There's an evolving morality around the internet that is very, very different from the pseudo-libertarian rule of the jungle I was raised with. Interesting to see things change.

sethhochberg 2 days ago [ - ]

The evolutionary force is really just "everyone else showed up at the party". The Internet has gone from a capital-I thing that was hard to access, to a little-i internet that was easier to access and well known but still largely distinct from the real world, to now... just the real world in virtual form. Internet morality mirrors real world morality.

For the most part, everybody is participating now, and that brings all of the challenges of any other space with everyone's competing interests colliding - but fewer established systems of governance.

hdgvhicv 2 days ago [ - ]

Based on the comments here the polite world of the internet where people obeyed unwritten best practices is certainly over in favour of “grab what you can might makes right”

whimsicalism 2 days ago [ - ]

that was never the internet. the old internet was “information wants to be free, good luck if you want to restrict my access or resharing”

bigbuppo a day ago [ - ]

You're very much wrong.

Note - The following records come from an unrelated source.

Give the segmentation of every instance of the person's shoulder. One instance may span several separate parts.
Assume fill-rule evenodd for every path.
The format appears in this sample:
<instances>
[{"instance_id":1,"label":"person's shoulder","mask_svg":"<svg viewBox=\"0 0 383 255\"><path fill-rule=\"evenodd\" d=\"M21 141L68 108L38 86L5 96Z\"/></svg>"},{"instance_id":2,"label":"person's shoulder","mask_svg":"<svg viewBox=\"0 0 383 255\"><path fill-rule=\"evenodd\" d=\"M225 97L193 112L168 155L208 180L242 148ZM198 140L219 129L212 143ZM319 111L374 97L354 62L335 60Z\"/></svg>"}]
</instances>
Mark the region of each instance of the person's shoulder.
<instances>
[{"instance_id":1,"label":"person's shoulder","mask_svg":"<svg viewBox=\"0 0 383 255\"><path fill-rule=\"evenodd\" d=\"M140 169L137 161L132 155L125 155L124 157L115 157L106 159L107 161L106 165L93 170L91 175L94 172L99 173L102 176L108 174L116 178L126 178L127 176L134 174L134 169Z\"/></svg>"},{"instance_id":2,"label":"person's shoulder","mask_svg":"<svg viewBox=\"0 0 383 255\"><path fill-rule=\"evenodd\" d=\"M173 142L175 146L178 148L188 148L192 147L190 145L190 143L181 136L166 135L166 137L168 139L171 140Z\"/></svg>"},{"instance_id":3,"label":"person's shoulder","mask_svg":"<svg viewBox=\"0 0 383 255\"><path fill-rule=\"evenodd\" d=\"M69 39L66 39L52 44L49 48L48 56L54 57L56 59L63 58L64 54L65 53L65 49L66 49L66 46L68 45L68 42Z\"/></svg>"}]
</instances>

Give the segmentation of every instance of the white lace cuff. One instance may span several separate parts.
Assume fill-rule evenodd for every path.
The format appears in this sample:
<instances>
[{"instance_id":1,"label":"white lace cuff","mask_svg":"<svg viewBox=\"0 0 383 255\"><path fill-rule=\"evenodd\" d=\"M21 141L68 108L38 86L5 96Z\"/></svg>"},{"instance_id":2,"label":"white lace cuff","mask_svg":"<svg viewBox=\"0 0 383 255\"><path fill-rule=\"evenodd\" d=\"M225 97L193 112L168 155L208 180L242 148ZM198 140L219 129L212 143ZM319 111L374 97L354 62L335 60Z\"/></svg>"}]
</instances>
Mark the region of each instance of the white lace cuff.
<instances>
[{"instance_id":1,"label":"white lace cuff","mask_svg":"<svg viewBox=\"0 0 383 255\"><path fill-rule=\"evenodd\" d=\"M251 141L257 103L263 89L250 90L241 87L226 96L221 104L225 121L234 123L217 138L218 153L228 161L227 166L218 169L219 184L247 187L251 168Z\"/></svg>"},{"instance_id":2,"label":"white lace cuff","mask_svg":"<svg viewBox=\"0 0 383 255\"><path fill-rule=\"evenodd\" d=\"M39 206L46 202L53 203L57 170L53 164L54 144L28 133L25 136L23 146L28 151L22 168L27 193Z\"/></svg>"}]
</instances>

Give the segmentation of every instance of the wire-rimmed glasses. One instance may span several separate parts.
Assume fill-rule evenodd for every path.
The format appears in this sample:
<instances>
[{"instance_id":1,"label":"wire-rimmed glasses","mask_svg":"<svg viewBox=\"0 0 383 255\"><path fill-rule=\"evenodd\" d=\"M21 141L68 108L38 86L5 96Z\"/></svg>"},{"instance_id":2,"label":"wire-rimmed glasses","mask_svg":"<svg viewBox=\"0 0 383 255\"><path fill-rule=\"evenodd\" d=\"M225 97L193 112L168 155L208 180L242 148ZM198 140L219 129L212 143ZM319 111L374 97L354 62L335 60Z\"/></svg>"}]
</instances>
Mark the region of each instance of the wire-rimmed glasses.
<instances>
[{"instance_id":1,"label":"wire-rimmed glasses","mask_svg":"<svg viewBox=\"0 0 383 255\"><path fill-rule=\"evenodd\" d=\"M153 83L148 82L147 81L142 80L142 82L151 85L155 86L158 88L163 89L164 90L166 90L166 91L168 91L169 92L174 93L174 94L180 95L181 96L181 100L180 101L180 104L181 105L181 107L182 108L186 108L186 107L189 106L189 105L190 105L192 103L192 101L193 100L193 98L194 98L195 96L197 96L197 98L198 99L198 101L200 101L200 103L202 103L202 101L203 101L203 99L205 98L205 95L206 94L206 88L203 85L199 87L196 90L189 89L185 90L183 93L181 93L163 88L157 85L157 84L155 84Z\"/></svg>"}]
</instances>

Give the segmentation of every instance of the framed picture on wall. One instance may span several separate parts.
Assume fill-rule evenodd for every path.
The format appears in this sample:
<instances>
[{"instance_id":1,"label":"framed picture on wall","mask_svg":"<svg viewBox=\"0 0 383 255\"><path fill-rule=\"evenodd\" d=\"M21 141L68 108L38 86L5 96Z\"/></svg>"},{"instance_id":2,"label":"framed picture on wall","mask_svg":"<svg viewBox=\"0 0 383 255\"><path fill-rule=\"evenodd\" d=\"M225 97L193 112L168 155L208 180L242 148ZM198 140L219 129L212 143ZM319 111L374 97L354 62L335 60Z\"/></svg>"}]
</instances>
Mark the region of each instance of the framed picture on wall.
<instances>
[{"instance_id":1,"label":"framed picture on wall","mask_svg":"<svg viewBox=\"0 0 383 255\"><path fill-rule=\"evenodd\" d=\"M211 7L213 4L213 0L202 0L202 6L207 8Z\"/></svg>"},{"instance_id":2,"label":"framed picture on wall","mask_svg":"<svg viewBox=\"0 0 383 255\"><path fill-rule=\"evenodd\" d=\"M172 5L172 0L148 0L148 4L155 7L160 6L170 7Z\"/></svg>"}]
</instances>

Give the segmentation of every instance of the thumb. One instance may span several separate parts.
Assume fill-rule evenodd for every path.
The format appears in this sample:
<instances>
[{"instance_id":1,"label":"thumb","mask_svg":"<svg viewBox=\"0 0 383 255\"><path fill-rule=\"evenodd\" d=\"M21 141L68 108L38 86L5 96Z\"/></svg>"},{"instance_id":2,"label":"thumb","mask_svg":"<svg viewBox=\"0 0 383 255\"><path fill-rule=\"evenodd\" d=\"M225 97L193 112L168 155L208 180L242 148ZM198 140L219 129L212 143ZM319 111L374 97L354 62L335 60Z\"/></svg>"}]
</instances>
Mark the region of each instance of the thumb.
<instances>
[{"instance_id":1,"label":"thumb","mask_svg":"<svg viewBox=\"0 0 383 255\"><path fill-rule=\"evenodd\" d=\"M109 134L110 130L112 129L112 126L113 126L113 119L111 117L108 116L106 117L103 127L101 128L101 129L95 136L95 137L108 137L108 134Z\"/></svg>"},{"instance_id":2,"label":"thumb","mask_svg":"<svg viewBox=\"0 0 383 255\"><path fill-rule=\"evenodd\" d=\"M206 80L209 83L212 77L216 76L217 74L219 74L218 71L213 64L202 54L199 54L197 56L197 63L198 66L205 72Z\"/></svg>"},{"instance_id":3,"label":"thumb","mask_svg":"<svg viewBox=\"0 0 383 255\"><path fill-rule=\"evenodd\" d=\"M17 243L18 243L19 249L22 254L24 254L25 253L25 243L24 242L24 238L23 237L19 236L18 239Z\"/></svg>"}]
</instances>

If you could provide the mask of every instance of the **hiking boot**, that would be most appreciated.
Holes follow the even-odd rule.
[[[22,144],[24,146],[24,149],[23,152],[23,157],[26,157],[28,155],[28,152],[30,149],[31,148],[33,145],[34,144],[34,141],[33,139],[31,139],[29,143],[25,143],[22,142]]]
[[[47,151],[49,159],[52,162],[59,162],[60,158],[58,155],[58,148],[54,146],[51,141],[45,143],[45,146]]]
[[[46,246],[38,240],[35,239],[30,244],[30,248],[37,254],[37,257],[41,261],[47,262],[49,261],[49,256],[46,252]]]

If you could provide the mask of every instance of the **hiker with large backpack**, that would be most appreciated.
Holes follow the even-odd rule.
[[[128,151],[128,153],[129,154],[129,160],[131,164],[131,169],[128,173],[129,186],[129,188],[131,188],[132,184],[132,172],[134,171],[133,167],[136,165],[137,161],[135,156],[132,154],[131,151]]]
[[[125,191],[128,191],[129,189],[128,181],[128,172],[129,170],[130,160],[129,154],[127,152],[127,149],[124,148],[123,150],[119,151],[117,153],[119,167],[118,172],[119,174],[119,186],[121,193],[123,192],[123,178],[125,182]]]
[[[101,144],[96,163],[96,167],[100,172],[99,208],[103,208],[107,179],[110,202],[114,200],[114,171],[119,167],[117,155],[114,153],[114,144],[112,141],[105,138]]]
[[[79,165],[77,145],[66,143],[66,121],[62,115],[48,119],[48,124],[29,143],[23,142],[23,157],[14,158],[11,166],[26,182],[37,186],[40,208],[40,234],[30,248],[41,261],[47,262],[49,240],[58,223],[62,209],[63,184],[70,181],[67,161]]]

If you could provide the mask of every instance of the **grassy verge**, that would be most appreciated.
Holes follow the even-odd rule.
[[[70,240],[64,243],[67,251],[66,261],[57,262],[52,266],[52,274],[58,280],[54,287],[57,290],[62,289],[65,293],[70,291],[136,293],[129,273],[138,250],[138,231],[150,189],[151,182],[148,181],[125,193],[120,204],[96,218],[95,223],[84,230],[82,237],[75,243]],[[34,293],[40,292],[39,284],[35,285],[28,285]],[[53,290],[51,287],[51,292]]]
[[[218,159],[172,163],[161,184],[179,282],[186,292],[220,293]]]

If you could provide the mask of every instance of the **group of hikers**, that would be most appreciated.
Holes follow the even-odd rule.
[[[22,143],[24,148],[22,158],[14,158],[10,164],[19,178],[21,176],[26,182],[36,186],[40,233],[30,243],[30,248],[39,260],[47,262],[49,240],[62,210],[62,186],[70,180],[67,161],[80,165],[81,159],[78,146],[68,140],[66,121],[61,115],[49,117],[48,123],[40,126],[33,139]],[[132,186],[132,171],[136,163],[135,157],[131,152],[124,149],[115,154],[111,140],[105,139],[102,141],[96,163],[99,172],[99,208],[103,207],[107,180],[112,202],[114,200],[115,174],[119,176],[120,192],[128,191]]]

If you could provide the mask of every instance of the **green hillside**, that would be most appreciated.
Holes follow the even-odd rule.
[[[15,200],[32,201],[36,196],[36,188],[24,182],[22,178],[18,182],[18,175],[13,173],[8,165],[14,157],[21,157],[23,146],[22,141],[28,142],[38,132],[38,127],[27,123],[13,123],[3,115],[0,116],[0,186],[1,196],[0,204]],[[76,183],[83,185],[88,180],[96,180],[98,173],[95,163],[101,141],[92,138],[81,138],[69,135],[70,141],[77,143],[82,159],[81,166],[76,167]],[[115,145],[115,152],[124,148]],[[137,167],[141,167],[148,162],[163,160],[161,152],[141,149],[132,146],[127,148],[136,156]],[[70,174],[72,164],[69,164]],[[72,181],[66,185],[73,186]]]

Two of the key tennets of libertarianism is that your rights end where my nose begins and the respect of property rights . Your AI bot is causing problems for me, then you should be compensating me for the damage or other expense you caused. But the AI bros think they should be able to take anything they want whenever they want without compensation, and they'll use every single shady behavior they can to make that happen. In other words, they're robber barrons.